The findings highlight the importance of stakeholder engagement working together to eliminate mother-to-child transmission, in addition to medical interventions. EMTCT services can be made more accessible and successful by strengthening health care systems, reaching out to communities, and creating supportive family situations. The developed EMTCT framework clearly defines objectives, activities, responsibilities, and outcomes. The target population for the developed framework is pregnant and lactating women, healthcare workers, family/community, and churches. Experts were used to validate the EMTCT framework, and they concurred with the developed framework. The developed framework will provide an opportunity to improve the utilisation of EMTCT in Gauteng Province.
AUTHORS’ CONTRIBUTIONS
It is hereby acknowledged that all authors have accepted the responsibility for the manuscript's content and consented to its submission. They have meticulously reviewed all results and unanimously approved the final version of the manuscript.
LIST OF ABBREVIATIONS
| SWOT | = Strengths, Weaknesses, Opportunities, and Threats |
| EMTCT | = Elimination of Mother-to-Child Transmission |
| WHO | = World Health Organization |
| TNM | = Treatment Navigation Model |
| BOEM | = Build Overcome Explore Minimise |
ETHICS APPROVAL AND CONSENT TO PARTICIPATE
Ethical clearance number FSH/22/PH/17/902 (14 February 2023) was obtained from the Research Ethics Committee of the University of Venda, South Africa; approval was also obtained from the Ekurhuleni Health District Research Committee, reference number GP_202302_056 (15 March 2023).
HUMAN AND ANIMAL RIGHTS
All procedures performed in studies involving human participants were in accordance with the ethical standards of institutional and/or research committee and with the 1975 Declaration of Helsinki, as revised in 2013.

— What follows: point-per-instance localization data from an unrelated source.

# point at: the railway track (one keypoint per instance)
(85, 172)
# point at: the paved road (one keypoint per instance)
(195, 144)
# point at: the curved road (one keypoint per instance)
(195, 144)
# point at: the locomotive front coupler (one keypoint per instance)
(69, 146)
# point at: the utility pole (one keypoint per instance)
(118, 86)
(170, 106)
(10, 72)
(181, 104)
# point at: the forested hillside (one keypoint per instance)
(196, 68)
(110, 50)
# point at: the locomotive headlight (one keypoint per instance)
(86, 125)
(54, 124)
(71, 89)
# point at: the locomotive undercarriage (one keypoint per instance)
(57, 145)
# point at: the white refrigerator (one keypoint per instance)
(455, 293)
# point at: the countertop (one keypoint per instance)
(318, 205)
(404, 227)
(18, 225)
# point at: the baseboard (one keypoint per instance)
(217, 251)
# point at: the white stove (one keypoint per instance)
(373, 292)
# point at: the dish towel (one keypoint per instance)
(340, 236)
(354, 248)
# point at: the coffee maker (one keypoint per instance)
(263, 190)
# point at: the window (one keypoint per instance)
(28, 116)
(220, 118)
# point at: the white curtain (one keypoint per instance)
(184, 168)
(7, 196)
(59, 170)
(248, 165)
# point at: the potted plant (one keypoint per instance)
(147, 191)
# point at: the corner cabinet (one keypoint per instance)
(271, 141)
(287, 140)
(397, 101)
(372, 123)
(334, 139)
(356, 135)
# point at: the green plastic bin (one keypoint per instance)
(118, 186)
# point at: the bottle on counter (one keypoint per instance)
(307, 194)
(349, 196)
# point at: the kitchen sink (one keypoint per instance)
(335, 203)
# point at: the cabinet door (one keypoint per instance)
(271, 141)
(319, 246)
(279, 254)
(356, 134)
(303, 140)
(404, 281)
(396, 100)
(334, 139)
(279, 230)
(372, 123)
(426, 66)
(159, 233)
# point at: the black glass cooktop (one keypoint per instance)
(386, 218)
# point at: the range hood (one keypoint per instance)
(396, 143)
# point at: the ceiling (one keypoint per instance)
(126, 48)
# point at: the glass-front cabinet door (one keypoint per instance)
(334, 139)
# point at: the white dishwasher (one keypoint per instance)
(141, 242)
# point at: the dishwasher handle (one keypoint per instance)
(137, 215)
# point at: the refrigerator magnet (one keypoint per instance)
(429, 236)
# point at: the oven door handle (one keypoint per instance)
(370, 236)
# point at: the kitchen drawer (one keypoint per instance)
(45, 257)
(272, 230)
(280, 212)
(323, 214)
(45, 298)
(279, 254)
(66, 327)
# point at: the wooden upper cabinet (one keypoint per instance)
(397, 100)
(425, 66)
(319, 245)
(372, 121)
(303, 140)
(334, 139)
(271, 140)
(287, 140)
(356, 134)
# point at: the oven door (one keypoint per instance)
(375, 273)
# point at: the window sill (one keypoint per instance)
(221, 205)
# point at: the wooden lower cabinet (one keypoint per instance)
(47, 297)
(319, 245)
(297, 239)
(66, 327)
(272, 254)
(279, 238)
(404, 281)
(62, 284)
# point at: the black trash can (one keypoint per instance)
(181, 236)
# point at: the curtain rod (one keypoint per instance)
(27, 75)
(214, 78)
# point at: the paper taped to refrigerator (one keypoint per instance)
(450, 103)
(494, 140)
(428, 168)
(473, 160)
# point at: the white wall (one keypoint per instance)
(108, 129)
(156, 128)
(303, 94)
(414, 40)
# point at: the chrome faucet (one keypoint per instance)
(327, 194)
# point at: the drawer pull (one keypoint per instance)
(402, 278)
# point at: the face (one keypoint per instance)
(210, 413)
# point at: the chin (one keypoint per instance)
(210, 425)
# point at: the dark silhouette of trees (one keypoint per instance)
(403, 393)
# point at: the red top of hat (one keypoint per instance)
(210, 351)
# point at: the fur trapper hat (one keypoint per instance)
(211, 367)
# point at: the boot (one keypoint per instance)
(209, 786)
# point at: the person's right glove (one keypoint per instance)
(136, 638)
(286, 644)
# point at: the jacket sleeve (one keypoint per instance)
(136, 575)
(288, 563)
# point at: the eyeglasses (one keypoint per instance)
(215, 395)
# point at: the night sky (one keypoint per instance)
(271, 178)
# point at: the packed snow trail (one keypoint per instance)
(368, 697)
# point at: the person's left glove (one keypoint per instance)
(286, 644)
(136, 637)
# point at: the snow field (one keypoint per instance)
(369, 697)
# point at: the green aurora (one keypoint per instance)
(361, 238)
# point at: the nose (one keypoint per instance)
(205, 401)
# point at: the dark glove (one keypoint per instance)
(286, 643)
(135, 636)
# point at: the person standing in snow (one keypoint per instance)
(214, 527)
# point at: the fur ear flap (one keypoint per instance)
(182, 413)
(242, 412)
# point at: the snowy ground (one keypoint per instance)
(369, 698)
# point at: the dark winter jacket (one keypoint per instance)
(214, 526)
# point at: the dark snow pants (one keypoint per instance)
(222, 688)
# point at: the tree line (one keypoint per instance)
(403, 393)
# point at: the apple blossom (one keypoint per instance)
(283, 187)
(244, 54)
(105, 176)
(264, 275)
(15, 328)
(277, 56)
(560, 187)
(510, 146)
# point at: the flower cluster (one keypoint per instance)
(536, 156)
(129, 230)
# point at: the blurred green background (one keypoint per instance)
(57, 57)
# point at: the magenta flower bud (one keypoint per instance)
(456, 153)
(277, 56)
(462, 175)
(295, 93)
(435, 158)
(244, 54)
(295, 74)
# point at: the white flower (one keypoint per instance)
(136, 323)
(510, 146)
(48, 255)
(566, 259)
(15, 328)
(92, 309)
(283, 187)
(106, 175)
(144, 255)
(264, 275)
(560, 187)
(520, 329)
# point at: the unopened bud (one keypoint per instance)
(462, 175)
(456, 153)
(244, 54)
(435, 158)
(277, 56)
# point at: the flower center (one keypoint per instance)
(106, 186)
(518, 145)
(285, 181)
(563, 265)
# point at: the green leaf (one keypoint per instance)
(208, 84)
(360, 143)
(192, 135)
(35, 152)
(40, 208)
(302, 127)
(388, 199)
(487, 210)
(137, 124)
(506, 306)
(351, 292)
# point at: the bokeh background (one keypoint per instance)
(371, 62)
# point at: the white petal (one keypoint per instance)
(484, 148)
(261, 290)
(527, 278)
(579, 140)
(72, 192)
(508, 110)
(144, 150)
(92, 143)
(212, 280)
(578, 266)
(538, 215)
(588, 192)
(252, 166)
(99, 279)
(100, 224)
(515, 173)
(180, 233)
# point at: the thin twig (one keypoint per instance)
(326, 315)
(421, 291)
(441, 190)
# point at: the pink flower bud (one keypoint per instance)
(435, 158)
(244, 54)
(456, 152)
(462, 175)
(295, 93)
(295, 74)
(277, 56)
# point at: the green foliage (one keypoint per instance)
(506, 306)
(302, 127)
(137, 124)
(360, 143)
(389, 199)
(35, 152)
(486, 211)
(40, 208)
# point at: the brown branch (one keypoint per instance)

AVAILABILITY OF DATA AND MATERIALS
The data supporting this study's findings are available from the corresponding authors [N.M] and [S.T] upon reasonable request.
ACKNOWLEDGEMENTS
First and foremost, I am deeply thankful to the health professionals, HAST coordinators, quality improvement team, and facility manager experts who shared their valuable time, experiences, and insights during interviews and consultations. Their contributions were critical in shaping the developed EMTCT framework. Special thanks go to the Department of Health and the City of Ekurhuleni for granting access to facilities and supporting data collection efforts. I also acknowledge the support of the University of Venda, whose academic guidance and resources made this work possible. Lastly, I am grateful to my supervisor, Pro T.G. Tshitangano, and Dr S.E. Tshivhase for their continuous mentorship, constructive feedback, and encouragement throughout the study.